Like sweet banana custard with some big seeds, served in a peel.
Man, great stuff.
Oh, heck yes deer eat them, what they can get after the coons have attacked them.
Always hard to beat acorns, though.
I'll see if I can get friends to save a few seeds. Paw-paws may be eaten and gone by now, though.
Paw paws appear to be very picky on site selection. I had good luck initially with the bare roots from the state. Only lost 1 initially but they have dropped like flies this summer. The best site appears to be the one I had deemed least likely to succeed. On that site I have 2 that are at the top of my the 4 ft tree tube. The site I thought would be best they grew great till July. I am going to wait to see if they pull out of it before I write them off.
Stealthy we have them native at least as far west as El Dorado, along the Walnut River. That's where I got mine. Some of our state wildlife areas are loaded with them.

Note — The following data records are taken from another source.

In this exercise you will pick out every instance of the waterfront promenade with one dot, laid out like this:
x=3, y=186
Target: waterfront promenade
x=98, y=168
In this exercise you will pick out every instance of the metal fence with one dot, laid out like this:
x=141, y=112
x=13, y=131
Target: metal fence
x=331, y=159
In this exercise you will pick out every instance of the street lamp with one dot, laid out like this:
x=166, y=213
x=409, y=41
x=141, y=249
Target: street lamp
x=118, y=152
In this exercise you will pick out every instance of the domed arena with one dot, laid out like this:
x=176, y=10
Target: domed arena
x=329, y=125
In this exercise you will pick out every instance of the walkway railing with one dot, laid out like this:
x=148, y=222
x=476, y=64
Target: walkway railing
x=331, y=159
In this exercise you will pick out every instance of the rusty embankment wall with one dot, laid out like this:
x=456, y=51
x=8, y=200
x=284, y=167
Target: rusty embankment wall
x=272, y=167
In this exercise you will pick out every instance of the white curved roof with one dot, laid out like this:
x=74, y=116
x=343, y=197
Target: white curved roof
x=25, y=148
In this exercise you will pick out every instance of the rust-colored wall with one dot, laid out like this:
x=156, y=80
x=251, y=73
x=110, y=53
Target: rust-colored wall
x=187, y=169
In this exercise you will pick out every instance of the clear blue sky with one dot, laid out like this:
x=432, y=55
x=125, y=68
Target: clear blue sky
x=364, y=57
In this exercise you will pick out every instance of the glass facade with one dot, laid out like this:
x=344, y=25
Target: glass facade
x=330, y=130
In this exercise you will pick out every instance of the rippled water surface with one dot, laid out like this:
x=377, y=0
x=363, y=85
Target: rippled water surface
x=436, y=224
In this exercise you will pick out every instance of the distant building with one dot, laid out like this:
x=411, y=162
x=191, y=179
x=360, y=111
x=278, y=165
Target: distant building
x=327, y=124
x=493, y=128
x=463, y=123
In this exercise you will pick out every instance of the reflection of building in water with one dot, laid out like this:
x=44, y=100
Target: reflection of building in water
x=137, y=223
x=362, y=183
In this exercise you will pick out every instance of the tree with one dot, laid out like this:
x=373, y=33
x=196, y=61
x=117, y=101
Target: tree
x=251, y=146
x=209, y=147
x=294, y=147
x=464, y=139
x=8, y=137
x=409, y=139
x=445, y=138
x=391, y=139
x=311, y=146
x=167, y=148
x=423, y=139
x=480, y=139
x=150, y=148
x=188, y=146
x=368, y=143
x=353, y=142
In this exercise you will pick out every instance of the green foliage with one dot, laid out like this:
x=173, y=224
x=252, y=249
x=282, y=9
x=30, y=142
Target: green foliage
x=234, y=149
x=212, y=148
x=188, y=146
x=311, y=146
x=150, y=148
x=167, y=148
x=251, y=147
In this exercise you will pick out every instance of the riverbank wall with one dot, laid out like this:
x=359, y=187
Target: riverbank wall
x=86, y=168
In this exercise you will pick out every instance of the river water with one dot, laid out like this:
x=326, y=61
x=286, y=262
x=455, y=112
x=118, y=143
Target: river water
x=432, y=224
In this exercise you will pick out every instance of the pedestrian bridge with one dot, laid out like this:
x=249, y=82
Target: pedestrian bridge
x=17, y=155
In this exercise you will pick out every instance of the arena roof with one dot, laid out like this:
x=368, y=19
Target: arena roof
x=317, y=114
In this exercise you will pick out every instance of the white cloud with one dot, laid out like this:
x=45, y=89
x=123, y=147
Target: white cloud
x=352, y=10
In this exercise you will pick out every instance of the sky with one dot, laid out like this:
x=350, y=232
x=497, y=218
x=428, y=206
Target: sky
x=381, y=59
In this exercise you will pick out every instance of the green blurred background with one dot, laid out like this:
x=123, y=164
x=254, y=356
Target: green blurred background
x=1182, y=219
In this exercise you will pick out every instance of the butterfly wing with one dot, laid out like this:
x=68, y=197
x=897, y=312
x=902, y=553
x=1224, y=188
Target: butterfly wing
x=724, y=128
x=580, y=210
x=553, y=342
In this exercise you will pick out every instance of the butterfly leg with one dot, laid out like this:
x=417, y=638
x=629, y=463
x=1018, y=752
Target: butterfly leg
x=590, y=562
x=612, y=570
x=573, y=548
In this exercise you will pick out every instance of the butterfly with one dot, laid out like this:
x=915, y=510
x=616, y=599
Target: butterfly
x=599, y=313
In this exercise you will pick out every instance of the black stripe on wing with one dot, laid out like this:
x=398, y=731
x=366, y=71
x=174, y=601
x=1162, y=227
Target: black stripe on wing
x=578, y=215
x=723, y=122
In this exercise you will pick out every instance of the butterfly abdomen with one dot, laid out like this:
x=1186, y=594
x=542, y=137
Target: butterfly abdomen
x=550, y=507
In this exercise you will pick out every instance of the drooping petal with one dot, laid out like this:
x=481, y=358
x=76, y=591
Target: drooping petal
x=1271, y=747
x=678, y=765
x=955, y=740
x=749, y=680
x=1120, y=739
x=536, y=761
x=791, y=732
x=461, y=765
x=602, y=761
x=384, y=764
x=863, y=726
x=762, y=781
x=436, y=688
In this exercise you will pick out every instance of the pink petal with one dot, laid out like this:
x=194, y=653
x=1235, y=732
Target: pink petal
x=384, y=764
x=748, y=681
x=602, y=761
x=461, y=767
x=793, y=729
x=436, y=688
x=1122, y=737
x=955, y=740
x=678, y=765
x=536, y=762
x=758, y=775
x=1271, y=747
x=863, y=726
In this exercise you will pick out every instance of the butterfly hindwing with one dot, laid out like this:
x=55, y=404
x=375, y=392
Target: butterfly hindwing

They're easy to recognize because of the huge leaves The actual trees normally aren't very big maybe 10' tall, or a big bigger size of a baseball at the base is a big one. They grow in pretty tight clusters.
I've picked them in LV, MI, BU, EK counties. A friend got a nice grove started in Harvey County, just east of Newton.
Most of the good ones I find are under a tall canopy, and fairly near a river or creek., or at least a wet area.
Don't feel bad, a buddy too a bowl full to the "good ol' boy coffee gathering" in Elk Cpunty and nobody knew what they were...and those guys were raised along those creeks (cricks). I've met a lot of eastern Kansas avid hunters who can't ID one until we show them how.
Neat addition to the Kansas outdoors.
Mike, perhaps I've got a more established and older patch, but I've got some pawpaws that are way over 10 foot tall... probably 20-30 foot. Had to get on the side of my pick up bed, with a 6 foot apple picker to pick some that wouldn't shake out because the trees were quite a bit bigger in diameter than most. I'm guessing at least 8 inches in diameter.
We are going to start the seed this year at our school as a project for the kids... have to go through cold stratification first. We have plenty of seed so I can probably ship you some in an envelope or you can just come to our annual plant/tree sale at the school and pick some up; )
A buddy in EK has some paw-paw trees that are flat-out trees, like 12" or so in diameter. The also produce paw-paws bigger than a beer can. Seriously.
Site I though would be the best is an ash overstory with damp soil along a major creek. Also well protected from the wind.
One that is so/so would be kentucky coffeetree, walnut, hedge, locust, and ash overstory.
All my trees are tubed. Seedling pawpaws are sensitive to sunlight so shade is a most till about age 3. If all these fail I probably wont replant.
I know where a very large bunch of trees are on some public. May go check them out tomorrow.
Be interesting to see how they do for you.